M. Reynders s'est entretenu mardi en marge d'une réunion de l'OCDE près de Vienne avec son homologue autrichien, Sebastian Kurz. Le trentenaire tentera en octobre prochain de devenir chancelier de son pays. Et la question migratoire figure en bonne place de la campagne électorale autrichienne.

M. Kurz plaide dans ce cadre pour la fermeture de la route maritime méditerranéenne et la création de camps d'accueil pour migrants dans le nord de l'Afrique.
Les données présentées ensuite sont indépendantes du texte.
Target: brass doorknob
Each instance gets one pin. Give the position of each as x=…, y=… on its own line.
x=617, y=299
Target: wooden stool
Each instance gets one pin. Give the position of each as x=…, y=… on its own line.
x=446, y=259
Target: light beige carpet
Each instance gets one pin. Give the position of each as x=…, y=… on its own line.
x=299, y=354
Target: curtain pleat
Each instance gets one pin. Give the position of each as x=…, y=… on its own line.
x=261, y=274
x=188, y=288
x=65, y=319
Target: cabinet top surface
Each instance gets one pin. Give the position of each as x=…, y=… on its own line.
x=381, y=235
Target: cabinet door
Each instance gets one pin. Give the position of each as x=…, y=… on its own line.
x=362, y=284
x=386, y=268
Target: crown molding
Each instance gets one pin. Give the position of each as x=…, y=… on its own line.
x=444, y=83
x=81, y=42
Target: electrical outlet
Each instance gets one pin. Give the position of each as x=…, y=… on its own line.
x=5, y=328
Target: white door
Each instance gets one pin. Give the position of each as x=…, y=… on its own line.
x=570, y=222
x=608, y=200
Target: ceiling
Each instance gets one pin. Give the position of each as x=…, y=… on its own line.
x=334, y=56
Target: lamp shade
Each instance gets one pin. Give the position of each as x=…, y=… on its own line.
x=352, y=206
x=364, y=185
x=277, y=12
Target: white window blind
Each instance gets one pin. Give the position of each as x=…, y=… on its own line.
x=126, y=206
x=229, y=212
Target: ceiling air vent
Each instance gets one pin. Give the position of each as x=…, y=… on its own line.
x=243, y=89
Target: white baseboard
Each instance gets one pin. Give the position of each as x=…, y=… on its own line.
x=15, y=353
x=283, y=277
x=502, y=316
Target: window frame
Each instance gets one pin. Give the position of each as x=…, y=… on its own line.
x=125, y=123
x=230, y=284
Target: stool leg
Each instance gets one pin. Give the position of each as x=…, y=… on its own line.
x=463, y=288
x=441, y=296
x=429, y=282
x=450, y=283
"En Autriche, mais aussi en Italie, il y a le sentiment que les limites ont été atteintes", note M. Reynders. "Les opérations de secours en mer ont eu deux conséquences. Il y a de plus en plus de morts en mer car de plus en plus de personnes tentent la traversée sur des embarcations dangereuses. Et de plus en plus de personnes arrivent en Italie où elles n'ont aucune chance d'obtenir l'asile et seront donc renvoyées".

Face à cela, de plus en plus de partenaires européens plaident pour un changement de direction, souligne le ministre. "Que l'on se comprenne bien. Je plaide pour la poursuite des opérations de sauvetage en mer, mais que devons-nous faire avec ces personnes amenées à bord de navires d'ONG ou de l'armée? Faut-il les amener en Italie? Ou n'est-il pas possible de créer ailleurs des 'hotspots'?", interroge le ministre belge.

Les pays nord-africains comme la Tunisie ou l'Egypte n'en veulent pas toutefois. "N'y a-t-il pas d'autres places en Europe? ", interroge alors M. Reynders. "Il y a beaucoup d'idées nouvelles qui circulent, sans que personne n'avance une solution réelle. Mais cela n'a aucun sens de dire que l'on continue comme cela, avec plus de morts en mer pour conséquence...".